In 1863, Antonio Pacinotti, at the University of Pisa, described and built an early direct-current dynamo equipped with a ring armature, the first in Italy. He connected the groups of turns of the closed armature winding to the bars of a commutator. Pacinotti's machine was a practical dynamo because it produced steady current without pulses.
Re: Suggested revisions to the plaque citation -- Sbarmada (talk) 15:29, 20 September 2017 (UTC)[edit | reply | new]
- Replace this text with your reply
Thank you for your suggestion on how to improve the plaque citation. In order to take into account your comment we propose the following new version:
In 1863, Antonio Pacinotti, at the University of Pisa, described and built a novel type of direct-current dynamo equipped with a ring armature. He connected the groups of turns of the closed armature winding to the bars of a commutator. Pacinotti's machine was a practical dynamo because it produced steady current without pulses.
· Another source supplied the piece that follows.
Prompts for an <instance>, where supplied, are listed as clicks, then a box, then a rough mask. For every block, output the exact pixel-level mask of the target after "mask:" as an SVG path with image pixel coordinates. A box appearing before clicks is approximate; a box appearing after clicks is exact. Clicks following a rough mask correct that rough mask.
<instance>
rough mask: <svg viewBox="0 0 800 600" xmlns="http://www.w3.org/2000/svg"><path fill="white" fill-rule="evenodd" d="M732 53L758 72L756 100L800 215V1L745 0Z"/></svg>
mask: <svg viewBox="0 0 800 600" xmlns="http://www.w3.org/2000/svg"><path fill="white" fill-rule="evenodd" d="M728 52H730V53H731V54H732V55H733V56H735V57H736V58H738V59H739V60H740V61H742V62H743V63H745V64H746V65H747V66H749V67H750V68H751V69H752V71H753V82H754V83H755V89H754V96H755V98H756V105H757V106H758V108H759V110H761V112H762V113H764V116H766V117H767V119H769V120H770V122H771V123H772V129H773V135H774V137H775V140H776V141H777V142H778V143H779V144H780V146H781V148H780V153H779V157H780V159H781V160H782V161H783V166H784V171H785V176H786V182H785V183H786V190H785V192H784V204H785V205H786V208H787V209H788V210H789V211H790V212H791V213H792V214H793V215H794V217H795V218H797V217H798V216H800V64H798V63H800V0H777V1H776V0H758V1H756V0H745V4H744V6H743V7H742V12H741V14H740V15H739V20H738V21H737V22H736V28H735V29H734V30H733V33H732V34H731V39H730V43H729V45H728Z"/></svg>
Pacinotti observed that the dynamo could work both as a generator and as a motor.
We are confident you may accept the above citation and I thank you again for your helpful suggestions.
Revision of the information relative to the plaque location -- Sbarmada (talk) 14:51, 29 October 2017 (UTC)[edit | reply | new]
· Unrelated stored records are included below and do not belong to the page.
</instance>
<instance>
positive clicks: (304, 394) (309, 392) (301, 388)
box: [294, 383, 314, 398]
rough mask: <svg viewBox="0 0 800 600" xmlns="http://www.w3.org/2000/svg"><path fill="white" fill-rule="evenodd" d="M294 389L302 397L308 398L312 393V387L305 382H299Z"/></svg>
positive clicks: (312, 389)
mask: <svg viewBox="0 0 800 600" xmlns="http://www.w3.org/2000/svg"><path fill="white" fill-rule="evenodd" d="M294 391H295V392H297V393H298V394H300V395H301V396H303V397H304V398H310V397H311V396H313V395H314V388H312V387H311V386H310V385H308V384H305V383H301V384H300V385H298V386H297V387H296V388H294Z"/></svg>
This text contains better information about the intended location of the plaque:
The original labs where Antonio Pacinotti studied and operated as a Professor of Applied Physics are no longer existing. A prototype of his invention (an early dynamo machine equipped with a ring armature) is currently available at the University of Pisa. A bas-relief reproducing the image of Antonio Pacinotti and his dynamo is actually located In the main historical building (dating back to the 1930s) of the School of Engineering of the same university, next to the entrance of the main lecture hall. The bas-relief does not contain any details except the name of the scientist. The IEEE plaque could be placed side by side to the bas-relief, giving to both a great prominence and importance.